From its origins in the minds of then world church president Jan Paulsen and Adventist Review editor William Johnsson; through months of financial planning, design drafts, and negotiations with world divisions; to its first print edition in September 2005, Adventist World magazine has been a testimony to the ever-expanding vision the Lord always shares with His people. Launched in two languages and with fewer than 1 million copies per month, Adventist World is now published in eight major world languages with nearly 1.7 million copies in print each month. A major new initiative, an all-digital edition serving 2.4 million Adventists in East and Central Africa who speak and read Kiswahili, began in 2020. Quarterly digest editions of the magazine serve several millions more in 15 other languages and dialects. A team of authors, editors, designers, translators, publishing house personnel, digital hosts, and logistics experts have built one of the largest and most complex media platform in the world church. 

And remembering how fragile the dream was at the outset, I find myself frequently murmuring, “What hath God wrought.” 
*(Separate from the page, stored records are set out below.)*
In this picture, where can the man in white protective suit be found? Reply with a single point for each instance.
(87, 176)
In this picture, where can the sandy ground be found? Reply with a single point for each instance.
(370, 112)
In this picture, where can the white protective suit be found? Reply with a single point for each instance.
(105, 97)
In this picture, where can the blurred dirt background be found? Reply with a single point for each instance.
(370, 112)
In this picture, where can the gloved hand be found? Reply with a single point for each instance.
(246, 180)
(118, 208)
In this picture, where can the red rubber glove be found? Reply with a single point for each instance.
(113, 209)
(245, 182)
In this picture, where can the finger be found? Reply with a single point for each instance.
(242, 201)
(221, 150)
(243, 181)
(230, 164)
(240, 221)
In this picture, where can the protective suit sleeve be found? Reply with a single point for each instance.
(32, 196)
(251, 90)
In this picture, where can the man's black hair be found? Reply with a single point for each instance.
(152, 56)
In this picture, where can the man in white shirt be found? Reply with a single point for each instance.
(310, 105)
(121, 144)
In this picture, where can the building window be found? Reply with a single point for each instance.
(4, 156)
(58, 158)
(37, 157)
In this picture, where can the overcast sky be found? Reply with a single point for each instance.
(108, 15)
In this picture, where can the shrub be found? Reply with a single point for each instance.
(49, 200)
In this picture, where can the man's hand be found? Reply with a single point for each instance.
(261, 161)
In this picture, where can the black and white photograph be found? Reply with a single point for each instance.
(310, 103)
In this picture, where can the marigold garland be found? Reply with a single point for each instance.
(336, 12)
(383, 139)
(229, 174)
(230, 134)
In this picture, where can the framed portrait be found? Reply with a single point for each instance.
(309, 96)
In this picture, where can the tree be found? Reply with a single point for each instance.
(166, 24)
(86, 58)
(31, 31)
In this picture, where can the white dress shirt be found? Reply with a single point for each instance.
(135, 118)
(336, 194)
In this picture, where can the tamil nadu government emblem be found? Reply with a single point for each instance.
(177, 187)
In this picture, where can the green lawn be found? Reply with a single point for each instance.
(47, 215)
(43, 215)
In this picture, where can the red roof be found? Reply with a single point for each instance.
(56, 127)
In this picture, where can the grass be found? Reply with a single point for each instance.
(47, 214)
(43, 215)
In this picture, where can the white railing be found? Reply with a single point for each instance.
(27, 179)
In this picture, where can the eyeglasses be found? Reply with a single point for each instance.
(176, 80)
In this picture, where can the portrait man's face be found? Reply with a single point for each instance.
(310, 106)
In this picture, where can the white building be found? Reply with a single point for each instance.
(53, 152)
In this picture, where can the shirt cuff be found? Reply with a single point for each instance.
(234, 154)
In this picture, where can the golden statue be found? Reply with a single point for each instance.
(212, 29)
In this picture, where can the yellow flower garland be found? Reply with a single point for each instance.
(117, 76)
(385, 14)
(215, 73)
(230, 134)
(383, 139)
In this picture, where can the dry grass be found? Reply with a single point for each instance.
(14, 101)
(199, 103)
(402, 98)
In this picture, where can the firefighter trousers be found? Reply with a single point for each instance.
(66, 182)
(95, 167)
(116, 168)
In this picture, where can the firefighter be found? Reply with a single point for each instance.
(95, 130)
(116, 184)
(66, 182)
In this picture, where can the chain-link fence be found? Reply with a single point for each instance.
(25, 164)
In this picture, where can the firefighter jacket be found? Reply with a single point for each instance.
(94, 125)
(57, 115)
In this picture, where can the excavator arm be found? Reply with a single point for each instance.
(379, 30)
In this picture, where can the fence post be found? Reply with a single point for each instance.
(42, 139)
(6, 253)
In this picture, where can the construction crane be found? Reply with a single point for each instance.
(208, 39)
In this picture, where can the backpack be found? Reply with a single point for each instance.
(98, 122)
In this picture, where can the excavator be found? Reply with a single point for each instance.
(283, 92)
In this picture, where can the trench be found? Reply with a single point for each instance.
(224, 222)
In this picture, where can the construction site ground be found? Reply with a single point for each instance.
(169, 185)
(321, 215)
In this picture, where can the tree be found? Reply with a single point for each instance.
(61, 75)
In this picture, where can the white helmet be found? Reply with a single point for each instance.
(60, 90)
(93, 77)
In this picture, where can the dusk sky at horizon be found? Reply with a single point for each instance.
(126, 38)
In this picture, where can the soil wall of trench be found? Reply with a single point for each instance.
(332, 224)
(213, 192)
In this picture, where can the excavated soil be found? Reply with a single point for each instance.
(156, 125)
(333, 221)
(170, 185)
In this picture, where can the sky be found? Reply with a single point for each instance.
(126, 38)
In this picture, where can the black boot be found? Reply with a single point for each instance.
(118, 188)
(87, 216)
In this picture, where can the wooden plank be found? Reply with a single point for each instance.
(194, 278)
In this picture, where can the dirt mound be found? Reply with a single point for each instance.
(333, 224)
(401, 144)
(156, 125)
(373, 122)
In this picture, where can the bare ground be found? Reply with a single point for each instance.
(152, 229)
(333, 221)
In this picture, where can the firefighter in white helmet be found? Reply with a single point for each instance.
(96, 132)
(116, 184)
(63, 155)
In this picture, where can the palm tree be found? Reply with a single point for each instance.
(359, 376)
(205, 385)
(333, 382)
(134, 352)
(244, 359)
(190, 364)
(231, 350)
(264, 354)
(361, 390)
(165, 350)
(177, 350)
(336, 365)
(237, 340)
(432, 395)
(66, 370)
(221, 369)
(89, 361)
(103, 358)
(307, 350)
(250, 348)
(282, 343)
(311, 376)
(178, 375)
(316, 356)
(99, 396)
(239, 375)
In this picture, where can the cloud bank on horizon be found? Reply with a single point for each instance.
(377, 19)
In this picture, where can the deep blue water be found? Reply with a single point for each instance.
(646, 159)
After 16 years as executive editor of Adventist World I will be transitioning on January 1, 2023, to serve as the world church’s liaison to the United States Congress, the White House, and the Washington, D.C.,-based diplomatic corps. In that role I will interface with key legislators, executives, and ambassadors to protect the religious freedom and privileges of Adventists and others in the United States and around the globe. And in an intriguing coincidence, I will be often working from an office only 100 meters from where Morse sent his famous telegram. 

Succeeding me as executive editor will be Justin Kim, a talented, thoughtful friend of 15 years who has served as a pastor, communication director, and editor of inVerse (formerly the Collegiate Quarterly). He will discover, as I have for the past 16 years, that the support and prayers of God’s people around the globe are an invaluable encouragement. 

Had they ever met, I’m confident that Ellen White and Samuel Morse would have shared a common confidence in God’s ability to astound us. Listen to her well-known words once more: “As I see what God has wrought, I am filled with astonishment and with confidence in Christ as leader. We have nothing to fear for the future, except as we shall forget the way the Lord has led us, and His teaching in our past history.”2 

1 Ellen G. White, Life Sketches of Ellen G. White (Mountain View, Calif.: Pacific Press Pub. Assn., 1915), p. 125.

2 Ellen G. White, in Advent Review and Sabbath Herald, Oct. 12, 1905.